4. Memories of the perfect childhood.
Possibly to give us hope, or possibly just a way this brain plays with itself, we’ve been getting more images of the perfect childhood that some of us created in order to cope with what was happening to us.  It’s a beautiful childhood that involves having a dog, a garden etc.  What is interesting, is that even in our perfect childhood there is no real sense of having a family.

5. Terror that we’re going to get much worse before we get better.
When we see the hell that other survivors are going through, we worry that if we lift the lid on the emotions and memories that some of us hold, we’ll go through something similar.  It’s a very irrational fear based on looking for ways to block therapy and go into the unknown area of healing, but it’s something that hits us every now and again.  We know we’re lucky in our current level of functioning and are worried about losing that.  We also know that losing that functioning doesn’t necessarily go hand in hand with healing.

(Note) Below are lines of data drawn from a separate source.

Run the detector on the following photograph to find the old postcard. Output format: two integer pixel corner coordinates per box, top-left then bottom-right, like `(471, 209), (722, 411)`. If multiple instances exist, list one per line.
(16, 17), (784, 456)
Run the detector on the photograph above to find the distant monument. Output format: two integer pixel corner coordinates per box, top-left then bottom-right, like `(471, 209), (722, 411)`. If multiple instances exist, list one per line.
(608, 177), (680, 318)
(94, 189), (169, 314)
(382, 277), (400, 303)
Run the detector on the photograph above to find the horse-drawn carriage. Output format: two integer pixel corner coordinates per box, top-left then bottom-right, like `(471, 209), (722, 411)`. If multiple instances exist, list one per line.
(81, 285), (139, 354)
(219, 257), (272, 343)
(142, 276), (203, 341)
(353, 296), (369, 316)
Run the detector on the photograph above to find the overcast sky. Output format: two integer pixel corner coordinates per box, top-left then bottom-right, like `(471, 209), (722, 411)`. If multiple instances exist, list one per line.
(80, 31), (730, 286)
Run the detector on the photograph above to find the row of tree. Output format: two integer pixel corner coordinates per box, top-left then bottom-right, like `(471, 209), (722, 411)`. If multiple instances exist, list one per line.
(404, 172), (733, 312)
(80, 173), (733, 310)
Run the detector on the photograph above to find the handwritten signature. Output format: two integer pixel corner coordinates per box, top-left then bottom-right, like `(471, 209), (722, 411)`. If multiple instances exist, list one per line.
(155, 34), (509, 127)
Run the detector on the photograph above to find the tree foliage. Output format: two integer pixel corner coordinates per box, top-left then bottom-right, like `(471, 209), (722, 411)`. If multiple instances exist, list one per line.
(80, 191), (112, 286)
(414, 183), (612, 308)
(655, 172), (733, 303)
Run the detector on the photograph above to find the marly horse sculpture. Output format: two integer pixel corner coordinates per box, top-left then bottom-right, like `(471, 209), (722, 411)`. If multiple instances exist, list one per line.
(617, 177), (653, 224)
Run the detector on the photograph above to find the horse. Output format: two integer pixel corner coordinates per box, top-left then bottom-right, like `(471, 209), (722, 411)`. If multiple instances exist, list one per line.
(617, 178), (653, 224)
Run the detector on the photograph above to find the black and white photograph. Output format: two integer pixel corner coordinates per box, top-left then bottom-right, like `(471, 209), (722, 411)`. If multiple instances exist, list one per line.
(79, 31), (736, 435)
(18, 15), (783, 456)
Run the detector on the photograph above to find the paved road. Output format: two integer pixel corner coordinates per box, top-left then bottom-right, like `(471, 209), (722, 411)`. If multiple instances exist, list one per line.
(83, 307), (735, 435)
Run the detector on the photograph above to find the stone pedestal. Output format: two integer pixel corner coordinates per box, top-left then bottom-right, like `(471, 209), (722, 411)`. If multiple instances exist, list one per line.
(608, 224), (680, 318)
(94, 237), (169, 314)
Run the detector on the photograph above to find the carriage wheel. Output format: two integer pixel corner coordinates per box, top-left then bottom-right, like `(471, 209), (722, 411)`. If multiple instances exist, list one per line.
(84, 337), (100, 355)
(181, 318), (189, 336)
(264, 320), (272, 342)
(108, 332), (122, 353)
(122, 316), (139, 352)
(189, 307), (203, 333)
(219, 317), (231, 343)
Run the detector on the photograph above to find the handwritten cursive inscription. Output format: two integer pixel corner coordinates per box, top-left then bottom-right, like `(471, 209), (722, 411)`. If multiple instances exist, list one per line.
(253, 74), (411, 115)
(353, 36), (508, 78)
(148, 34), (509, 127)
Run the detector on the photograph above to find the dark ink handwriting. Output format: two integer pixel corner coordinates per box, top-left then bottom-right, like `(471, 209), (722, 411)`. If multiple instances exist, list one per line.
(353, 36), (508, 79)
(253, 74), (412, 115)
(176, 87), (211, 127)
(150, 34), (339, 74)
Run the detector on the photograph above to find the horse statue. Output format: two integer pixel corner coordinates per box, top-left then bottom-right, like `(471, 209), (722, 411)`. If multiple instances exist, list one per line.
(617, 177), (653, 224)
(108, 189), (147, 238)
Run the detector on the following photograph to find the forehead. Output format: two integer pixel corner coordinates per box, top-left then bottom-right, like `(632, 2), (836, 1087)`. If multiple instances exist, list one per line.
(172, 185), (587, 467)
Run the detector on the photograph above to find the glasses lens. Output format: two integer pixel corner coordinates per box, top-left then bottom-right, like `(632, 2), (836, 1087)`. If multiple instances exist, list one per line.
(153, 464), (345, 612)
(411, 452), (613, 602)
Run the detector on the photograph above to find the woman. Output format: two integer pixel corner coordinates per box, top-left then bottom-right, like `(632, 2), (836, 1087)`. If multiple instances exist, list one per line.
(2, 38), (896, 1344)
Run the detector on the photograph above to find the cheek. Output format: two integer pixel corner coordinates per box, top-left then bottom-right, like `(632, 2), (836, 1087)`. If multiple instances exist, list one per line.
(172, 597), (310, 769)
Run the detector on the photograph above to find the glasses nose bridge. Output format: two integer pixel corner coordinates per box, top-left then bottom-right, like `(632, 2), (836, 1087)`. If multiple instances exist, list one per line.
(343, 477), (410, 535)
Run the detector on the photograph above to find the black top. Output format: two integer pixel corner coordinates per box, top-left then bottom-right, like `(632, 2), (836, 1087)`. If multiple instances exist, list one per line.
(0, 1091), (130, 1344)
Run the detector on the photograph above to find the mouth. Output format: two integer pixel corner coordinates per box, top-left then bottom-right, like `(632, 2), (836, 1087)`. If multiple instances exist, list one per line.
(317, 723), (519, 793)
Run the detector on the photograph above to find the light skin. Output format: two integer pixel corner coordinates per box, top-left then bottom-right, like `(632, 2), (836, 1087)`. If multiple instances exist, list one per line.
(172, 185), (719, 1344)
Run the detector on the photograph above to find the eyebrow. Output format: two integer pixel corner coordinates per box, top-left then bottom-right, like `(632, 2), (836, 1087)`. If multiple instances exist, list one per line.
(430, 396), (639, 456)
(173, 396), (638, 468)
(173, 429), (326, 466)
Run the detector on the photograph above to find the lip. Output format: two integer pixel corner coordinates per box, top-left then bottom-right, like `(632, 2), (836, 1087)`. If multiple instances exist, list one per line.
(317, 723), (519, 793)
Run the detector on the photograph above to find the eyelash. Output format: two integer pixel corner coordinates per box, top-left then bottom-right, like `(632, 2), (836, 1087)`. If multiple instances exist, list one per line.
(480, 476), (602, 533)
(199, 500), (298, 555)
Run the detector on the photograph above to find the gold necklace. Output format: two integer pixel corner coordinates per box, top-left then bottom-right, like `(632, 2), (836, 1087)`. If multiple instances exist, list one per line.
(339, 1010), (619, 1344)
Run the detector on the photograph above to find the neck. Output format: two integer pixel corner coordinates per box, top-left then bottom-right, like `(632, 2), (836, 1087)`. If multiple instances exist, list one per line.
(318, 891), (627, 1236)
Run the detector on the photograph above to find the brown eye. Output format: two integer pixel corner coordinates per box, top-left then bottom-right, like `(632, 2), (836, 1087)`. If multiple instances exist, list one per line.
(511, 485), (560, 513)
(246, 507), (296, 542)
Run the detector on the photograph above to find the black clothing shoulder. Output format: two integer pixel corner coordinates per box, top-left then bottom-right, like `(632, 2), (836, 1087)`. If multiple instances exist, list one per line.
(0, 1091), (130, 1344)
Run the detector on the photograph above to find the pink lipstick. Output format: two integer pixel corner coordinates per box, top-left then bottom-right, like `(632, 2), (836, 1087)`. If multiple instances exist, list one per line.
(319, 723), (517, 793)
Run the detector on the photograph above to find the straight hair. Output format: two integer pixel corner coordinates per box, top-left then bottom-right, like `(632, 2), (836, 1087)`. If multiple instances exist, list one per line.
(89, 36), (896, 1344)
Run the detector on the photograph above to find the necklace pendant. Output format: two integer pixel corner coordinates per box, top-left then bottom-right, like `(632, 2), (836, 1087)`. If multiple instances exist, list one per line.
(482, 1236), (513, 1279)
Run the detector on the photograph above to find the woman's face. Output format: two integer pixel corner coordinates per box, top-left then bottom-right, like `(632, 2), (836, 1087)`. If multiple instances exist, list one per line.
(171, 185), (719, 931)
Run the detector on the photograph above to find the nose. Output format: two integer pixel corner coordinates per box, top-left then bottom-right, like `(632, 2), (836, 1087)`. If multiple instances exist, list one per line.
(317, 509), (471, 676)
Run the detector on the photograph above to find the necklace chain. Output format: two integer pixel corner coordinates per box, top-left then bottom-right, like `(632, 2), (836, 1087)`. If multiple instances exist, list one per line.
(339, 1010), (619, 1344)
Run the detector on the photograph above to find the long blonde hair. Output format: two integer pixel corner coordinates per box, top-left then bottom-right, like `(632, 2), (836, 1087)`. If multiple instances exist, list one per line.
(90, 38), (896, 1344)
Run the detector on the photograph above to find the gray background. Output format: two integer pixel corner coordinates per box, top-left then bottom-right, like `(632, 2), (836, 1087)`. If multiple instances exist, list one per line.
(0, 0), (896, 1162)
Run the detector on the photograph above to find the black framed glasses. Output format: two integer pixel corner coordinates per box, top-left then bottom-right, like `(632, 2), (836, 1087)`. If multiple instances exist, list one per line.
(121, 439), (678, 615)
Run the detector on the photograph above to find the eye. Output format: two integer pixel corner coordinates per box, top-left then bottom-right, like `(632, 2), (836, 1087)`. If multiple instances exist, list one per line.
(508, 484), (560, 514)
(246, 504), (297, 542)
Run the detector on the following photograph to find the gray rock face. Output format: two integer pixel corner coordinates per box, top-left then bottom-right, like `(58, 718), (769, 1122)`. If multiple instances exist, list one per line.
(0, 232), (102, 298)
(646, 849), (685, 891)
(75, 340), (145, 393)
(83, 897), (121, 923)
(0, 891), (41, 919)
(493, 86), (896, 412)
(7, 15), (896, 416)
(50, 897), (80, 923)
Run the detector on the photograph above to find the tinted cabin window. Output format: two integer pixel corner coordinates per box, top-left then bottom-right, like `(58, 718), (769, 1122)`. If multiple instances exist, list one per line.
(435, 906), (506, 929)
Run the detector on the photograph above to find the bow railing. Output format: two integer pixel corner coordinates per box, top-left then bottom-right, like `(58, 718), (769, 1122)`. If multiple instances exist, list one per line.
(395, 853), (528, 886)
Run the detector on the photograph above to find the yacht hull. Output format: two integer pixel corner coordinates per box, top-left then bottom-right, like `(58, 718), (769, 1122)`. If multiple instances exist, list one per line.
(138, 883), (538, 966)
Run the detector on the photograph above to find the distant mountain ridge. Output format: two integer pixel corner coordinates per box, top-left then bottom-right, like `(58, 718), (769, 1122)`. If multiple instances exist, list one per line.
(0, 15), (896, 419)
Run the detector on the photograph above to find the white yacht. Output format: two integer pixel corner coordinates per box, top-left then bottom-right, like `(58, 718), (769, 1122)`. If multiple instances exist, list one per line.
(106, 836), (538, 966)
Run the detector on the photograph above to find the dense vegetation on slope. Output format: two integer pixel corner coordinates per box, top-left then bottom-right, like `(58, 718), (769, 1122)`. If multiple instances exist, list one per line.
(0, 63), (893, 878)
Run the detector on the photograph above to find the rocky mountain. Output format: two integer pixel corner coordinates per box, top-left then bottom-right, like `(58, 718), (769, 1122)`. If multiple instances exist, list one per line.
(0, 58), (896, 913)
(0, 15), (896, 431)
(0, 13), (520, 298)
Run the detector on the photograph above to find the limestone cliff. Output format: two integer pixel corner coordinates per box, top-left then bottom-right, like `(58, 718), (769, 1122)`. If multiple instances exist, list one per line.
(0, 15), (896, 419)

6. Time-frames for healing.
Liz mentioned that it is reasonable to expect someone with Borderline Personality Disorder to have seven years of therapy before healing.  That is a really long time.  We don’t meet the diagnostic criteria for BPD, but it’s still indicative.  It’s still scary.  Management had a time-frame of being “cured” in six months when we first went to therapy, we knew within a couple of weeks that this time-frame wasn’t possible; but we’re scared of a process that could take years and what could happen in that time.  Part of this is because we have so little concept of time – if you’ve ever talked about seven years to a child, you know the sort of reaction that you can get.  We have a similar concept of time.

Trying to remember to take it a moment at a time.